Overview

Installing R and Rstudio

You have three main options for running this analysis in RStudio:

  1. Use QUTs rVDI virtual desktop machines

  2. Install R and RStudio on your own PC

  3. Use the provided PCs in the QUT computer labs

Option1: Use QUTs rVDI virtual desktop machines

This is the preferred method, as R and RStudio are already installed, as are all the required R packages needed for analysis.
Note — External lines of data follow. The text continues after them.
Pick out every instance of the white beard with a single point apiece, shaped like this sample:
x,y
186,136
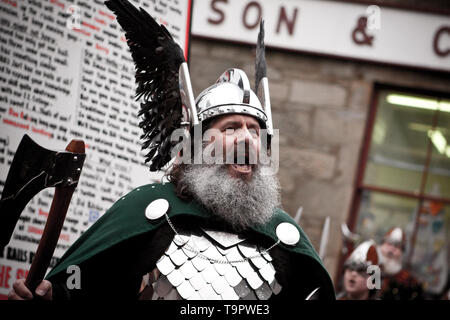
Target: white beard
x,y
240,203
391,266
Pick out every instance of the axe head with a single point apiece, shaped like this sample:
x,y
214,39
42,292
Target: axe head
x,y
33,169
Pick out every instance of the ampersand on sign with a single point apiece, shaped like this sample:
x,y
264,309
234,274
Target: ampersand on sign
x,y
359,34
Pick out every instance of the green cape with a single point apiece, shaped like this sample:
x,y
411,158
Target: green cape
x,y
126,219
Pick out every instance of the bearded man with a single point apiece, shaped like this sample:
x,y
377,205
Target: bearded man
x,y
356,273
397,282
216,229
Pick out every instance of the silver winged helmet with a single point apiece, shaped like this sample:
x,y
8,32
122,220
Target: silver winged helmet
x,y
164,86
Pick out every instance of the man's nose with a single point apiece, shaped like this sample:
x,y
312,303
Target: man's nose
x,y
244,135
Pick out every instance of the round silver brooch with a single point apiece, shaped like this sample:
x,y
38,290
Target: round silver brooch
x,y
156,209
288,233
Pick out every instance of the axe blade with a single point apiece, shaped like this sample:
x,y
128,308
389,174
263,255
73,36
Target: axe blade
x,y
33,169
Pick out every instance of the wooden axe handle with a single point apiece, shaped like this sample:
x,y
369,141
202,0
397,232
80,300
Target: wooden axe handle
x,y
53,226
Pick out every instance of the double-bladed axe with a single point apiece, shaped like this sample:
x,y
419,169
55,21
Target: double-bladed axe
x,y
32,170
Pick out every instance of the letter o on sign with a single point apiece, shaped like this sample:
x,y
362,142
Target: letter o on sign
x,y
246,16
439,51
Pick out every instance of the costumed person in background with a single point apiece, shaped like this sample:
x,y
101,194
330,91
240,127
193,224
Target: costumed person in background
x,y
214,231
397,282
356,273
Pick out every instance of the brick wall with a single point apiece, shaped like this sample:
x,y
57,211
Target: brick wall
x,y
320,106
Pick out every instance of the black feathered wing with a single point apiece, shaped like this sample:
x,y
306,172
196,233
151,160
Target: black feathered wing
x,y
157,60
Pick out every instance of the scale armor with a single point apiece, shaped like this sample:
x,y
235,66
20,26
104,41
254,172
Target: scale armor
x,y
213,265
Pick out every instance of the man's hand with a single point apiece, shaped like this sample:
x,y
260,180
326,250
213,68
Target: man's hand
x,y
21,292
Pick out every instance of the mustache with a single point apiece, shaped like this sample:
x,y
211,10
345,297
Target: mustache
x,y
239,153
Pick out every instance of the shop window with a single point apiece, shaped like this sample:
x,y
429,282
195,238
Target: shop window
x,y
404,179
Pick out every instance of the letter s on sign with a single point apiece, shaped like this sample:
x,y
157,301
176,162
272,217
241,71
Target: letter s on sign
x,y
221,14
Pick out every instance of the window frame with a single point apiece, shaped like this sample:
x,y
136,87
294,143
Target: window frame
x,y
359,187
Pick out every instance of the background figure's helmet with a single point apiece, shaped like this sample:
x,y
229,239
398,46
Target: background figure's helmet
x,y
364,255
231,94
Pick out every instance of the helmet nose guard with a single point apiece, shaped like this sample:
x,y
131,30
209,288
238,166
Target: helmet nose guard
x,y
231,94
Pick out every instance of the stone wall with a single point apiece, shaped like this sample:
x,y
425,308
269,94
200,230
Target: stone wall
x,y
320,106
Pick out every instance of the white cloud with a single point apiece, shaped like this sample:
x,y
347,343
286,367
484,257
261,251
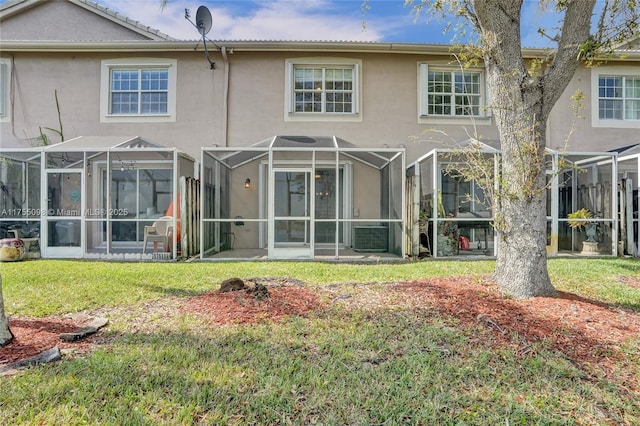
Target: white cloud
x,y
260,20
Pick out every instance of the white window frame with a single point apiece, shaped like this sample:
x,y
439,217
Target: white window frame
x,y
5,81
610,71
484,117
137,63
325,63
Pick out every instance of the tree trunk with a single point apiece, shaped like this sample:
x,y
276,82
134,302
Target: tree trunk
x,y
5,334
521,102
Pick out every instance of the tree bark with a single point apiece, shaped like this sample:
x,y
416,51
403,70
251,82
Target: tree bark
x,y
5,334
521,103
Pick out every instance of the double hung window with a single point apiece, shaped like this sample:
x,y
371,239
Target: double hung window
x,y
618,97
322,90
451,93
139,91
142,90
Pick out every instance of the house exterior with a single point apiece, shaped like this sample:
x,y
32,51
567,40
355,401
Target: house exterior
x,y
309,111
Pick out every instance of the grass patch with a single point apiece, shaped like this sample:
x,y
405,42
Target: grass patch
x,y
338,366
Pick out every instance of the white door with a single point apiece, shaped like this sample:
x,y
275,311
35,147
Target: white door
x,y
291,233
63,232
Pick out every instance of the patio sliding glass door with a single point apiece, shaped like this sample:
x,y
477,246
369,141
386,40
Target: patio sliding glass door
x,y
290,220
63,230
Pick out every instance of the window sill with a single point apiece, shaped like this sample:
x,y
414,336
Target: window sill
x,y
436,119
163,118
311,117
617,124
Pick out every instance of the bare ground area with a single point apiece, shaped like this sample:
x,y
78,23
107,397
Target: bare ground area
x,y
589,333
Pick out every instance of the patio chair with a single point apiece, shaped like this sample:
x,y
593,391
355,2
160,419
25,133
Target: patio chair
x,y
160,232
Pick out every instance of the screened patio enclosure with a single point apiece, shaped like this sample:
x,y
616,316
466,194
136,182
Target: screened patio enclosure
x,y
300,197
576,181
629,183
450,213
91,197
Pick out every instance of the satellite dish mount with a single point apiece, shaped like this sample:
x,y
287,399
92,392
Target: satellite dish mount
x,y
204,22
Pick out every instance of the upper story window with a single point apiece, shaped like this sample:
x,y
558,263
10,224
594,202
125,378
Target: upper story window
x,y
616,97
323,89
138,90
619,98
451,93
319,89
5,89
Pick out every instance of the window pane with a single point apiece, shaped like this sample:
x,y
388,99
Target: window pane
x,y
632,110
467,83
154,103
124,80
610,87
632,88
610,109
439,105
124,103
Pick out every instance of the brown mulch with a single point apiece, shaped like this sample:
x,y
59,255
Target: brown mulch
x,y
588,332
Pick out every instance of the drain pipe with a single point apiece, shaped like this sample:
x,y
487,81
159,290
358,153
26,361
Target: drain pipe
x,y
225,101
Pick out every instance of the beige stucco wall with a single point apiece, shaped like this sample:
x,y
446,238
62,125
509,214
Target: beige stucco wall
x,y
61,20
572,129
76,78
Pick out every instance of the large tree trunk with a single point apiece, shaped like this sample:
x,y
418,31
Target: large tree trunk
x,y
5,334
521,103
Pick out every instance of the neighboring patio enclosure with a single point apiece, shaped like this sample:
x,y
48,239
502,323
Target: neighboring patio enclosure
x,y
298,197
91,197
451,214
577,181
629,183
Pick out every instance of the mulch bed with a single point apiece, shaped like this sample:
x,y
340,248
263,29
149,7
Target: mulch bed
x,y
31,336
588,332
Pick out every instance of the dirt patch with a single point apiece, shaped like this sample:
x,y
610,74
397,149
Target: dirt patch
x,y
285,298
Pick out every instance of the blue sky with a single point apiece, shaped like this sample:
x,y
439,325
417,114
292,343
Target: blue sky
x,y
384,21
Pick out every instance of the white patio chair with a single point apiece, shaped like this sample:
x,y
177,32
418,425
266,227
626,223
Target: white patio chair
x,y
160,232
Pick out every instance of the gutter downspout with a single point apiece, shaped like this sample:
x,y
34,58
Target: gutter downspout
x,y
225,101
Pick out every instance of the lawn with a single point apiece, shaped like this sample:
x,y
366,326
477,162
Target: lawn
x,y
414,343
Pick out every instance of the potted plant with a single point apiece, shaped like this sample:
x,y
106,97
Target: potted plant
x,y
581,219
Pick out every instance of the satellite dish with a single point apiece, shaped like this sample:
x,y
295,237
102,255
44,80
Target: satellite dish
x,y
203,20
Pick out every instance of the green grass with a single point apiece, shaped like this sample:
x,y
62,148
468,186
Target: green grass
x,y
335,367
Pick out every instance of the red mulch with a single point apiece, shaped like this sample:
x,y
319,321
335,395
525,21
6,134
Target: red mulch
x,y
240,307
588,332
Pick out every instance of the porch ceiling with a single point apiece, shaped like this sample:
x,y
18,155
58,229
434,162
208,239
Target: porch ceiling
x,y
233,157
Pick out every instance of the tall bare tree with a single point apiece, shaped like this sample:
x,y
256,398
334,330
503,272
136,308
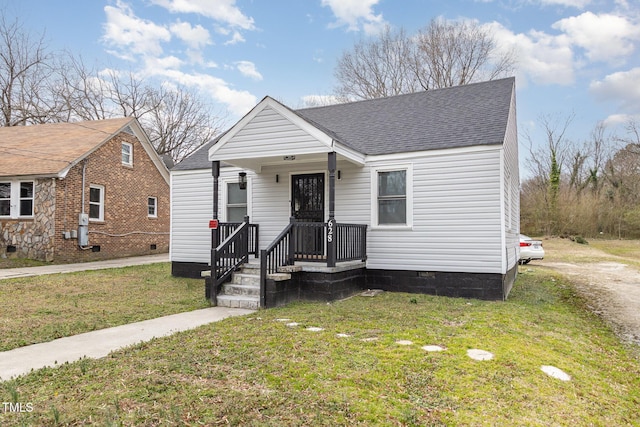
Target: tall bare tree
x,y
377,67
24,66
443,54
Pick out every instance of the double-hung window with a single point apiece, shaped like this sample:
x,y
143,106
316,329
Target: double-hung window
x,y
392,196
236,202
16,199
5,199
127,154
96,202
152,207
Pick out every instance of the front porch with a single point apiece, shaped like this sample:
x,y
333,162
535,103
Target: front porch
x,y
308,261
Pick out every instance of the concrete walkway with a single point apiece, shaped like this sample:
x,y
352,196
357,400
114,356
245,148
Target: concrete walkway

Installing all of these can take over 30 minutes on your own PC, so using an rVDI machine saves time.

rVDI provides a virtual Windows desktop that can be run in your web browser.

To access and run an rVDI virtual desktop:

Go to https://rvdi.qut.edu.au/

Click on ‘VMware Horizon HTML Access

Log on with your QUT username and password.

Click the ‘R Workshop’ option, which is already setup for this workshop.

*NOTE: you need to be connected to the QUT network first, either being on campus or connecting remotely via VPN.

Option2: Install R and RStudio on your own PC

Go to the following page https://posit.co/download/rstudio-desktop/ and follow the instructions provided to install first R and then Rstudio.

Download and install R, following the default prompts:

https://cran.r-project.org/bin/windows/base/

Download and install RStudio, following the default prompts:

https://posit.co/download/rstudio-desktop/

Option3: Use the provided PCs in the QUT computer labs

The PCs in the computer labs already have R and RStudio installed. If using this option, you will need to install the required R packages (unlike rVDI). The code for installing these packages is in the analysis section below.

Map your HPC home directory

On the rVDI machines, your HPC home directory is already mapped to H drive.

If you are using a different computer, follow the instructions here to map your HPC home directory:

https://qutvirtual4.qut.edu.au/group/staff/research/conducting/facilities/advanced-research-computing-storage/supercomputing/using-hpc-filesystems

Interactive HPC session

In the next step we’re going to copy some data files to your home directory.

Just like in the last session, we’re going to start an interactive PBS session to do this, so we’re not all copying large datasets on the head node.

Use PuTTy to connect to aqua and once you’ve logged into aqua copy and paste the text below into the command prompt:

qsub -I -S /bin/bash -l walltime=4:00:00 -l select=1:ncpus=8:mem=32gb

Wait until the interactive session starts, then move to the next step (below).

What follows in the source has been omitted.